Ich halte es zusammen mit meinen Parteifreundinnen und -freunden für richtig, sich mit Tendenzen wie Milli Görüs — die auch in Duisburg leider keine unbeträchtliche Unterstützerbasis hat — politisch auseinanderzusetzen, die vielfach noch vorhandenen und schwerwiegenden Benachteiligungen der Migrantenbevölkerung zu bekämpfen und damit Strömungen bzw. Organisationen wie Milli Görüs den Nährboden zu entziehen.
Ich teile deshalb nicht Ihre Ansicht bzw.
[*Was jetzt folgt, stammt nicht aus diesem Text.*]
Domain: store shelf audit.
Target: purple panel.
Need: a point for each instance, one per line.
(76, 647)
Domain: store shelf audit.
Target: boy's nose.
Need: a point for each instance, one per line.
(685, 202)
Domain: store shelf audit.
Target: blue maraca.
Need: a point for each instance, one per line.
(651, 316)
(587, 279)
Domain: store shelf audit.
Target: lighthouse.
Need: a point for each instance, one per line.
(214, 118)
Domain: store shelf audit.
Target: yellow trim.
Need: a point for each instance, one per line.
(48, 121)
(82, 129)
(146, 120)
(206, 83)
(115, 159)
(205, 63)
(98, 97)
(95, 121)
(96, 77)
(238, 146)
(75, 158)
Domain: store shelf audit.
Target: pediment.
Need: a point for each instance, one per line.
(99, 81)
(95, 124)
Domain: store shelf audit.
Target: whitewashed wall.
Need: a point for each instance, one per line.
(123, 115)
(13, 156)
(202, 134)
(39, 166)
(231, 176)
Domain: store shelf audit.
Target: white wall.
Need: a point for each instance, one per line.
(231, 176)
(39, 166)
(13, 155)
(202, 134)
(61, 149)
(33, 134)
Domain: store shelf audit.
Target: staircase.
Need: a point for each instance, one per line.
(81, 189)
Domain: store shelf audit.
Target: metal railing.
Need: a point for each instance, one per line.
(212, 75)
Ihren Appell an die verantwortlichen Entscheider, wie Sie schreiben, „Großveranstaltungen islamistischer Organisationen, wie z.B. Milli Görüs, (seien) grundsätzlich nicht genehmigungsfähig” Ich halte es für richtig, keine Märtyrer zu schaffen, sondern dem Märtyrertum politisch den Nährboden zu entziehen.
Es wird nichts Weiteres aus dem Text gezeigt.